Otro día le hablaré de otros achaques de este su bien amigo que la saluda con afecto,
E.S.
9 de mayo
Distinguida amiga:
Dice usted que el campo, por sí solo, no le procura felicidad, que únicamente le resulta alegre si trae usted la alegría dentro y que, en resumidas cuentas, el campo no le parece un sitio para estar sino simplemente para pasar. Tal vez tenga razón, aunque sospecho que usted no ama al campo porque no lo conoce, porque se le ha hurtado la oportunidad, pongo por caso, de escuchar el rumor de una nogala mecida por el viento en tanto el ruiseñor le pone el debido contrapunto desde la fronda del arroyo. En el campo no debe usted buscar la alegría tanto como la serenidad, esto es, la posibilidad de ordenarse por dentro. Para ello, lo único que el campo nos exige es acomodar la vida a su ritmo. Si cada cual tira por su lado no hay nada que hacer, la armonía quiebra. Usted es probable que haya pasado en el campo uno o dos días y en ese plazo es imposible el acoplamiento. Uno arrastra el apremio urbano y la pausa del campo, en principio, le irrita, el tiempo le cuelga y no acierta a sustituir una actividad por otra, ni a sacar provecho del silencio y la soledad. Esto se va aprendiendo gradualmente, sin más que dejarse estar. Lo que me resisto a admitir es que usted que ama la música, que en sus cartas demuestra una fina sensibilidad, no comprenda al campo, no haya llegado nunca a una identificación con él.

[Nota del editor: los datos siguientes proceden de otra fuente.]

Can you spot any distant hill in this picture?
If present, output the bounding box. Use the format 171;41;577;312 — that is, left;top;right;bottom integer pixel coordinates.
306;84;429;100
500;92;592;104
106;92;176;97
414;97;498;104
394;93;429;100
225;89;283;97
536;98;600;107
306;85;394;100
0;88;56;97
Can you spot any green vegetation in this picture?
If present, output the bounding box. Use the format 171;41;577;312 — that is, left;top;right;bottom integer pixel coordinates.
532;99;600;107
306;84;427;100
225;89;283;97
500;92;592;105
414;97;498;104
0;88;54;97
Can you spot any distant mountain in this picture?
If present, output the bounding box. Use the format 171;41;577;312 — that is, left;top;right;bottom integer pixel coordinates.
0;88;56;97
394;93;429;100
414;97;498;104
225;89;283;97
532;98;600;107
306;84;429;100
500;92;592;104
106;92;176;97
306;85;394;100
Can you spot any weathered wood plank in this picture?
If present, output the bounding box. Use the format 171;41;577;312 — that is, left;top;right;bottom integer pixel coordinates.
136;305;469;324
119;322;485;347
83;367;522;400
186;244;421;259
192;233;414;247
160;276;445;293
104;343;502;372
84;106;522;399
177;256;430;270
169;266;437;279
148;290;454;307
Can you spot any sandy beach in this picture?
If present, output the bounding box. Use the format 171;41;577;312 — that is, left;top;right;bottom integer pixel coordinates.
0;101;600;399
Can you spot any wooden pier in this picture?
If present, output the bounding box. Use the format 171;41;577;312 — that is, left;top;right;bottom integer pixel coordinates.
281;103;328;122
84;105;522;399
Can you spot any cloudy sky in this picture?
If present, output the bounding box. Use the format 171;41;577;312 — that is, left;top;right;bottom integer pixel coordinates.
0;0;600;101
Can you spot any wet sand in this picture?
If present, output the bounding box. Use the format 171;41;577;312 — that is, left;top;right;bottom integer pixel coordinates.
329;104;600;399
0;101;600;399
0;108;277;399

Mi pueblo, contra lo que usted supone, no es Villlarcayo, sino Cremanes, quince kilómetros arriba, hacia la montaña, un acceso fácil y cómodo, pues la carretera, aunque angosta y sinuosa, está recién pavimentada. En este pueblo nací y en él me crié. A los quince años, por exigencias de la vida, hube de abandonarlo y me instalé en la capital con mis hermanas, que gloria hayan. Con los años, cuando mis medios de fortuna mejoraron, adquirí una casa arruinada a media ladera y la fui reconstruyendo con amor, piedra a piedra, con la ayuda de Ramón Nonato, el barruco del pueblo, un muchacho repolludo, silencioso y tardo, pero sumamente eficaz. Cabe la casa, a mano derecha, se yerguen dos olmas gigantescas, a cuya sombra construí una mesa con un ruejo que me vendió el Aquilino Fernández, el molinero, un tipo avispado que hizo dinero con la maquila en la posguerra, cuando los años del hambre. Ahí, en esa mesa, paso las horas muertas, como, leo, hago crucigramas, escucho el transistor, incluso en los días serenos escribo alguna cuartilla, pero, sobre todo, observo. Cada verano el petirrojo saca sus pollos del nido del cerezo silvestre y, torpes aún para cazar insectos, bajan a picotear las migas de pan a mis pies. No tienen todavía el pecho pintado y mediante sus frágiles patitas de alambre se desplazan a saltos con increíble rapidez. Las tardes sofocantes, infrecuentes en mi pueblo, suben a sestear a los olmos desde los pobos del soto las tórtolas y los arrendajos. Y muy rara vez, cuando me quedo traspuesto en la hamaca, siento gallear insolentemente a la picaza en la copa.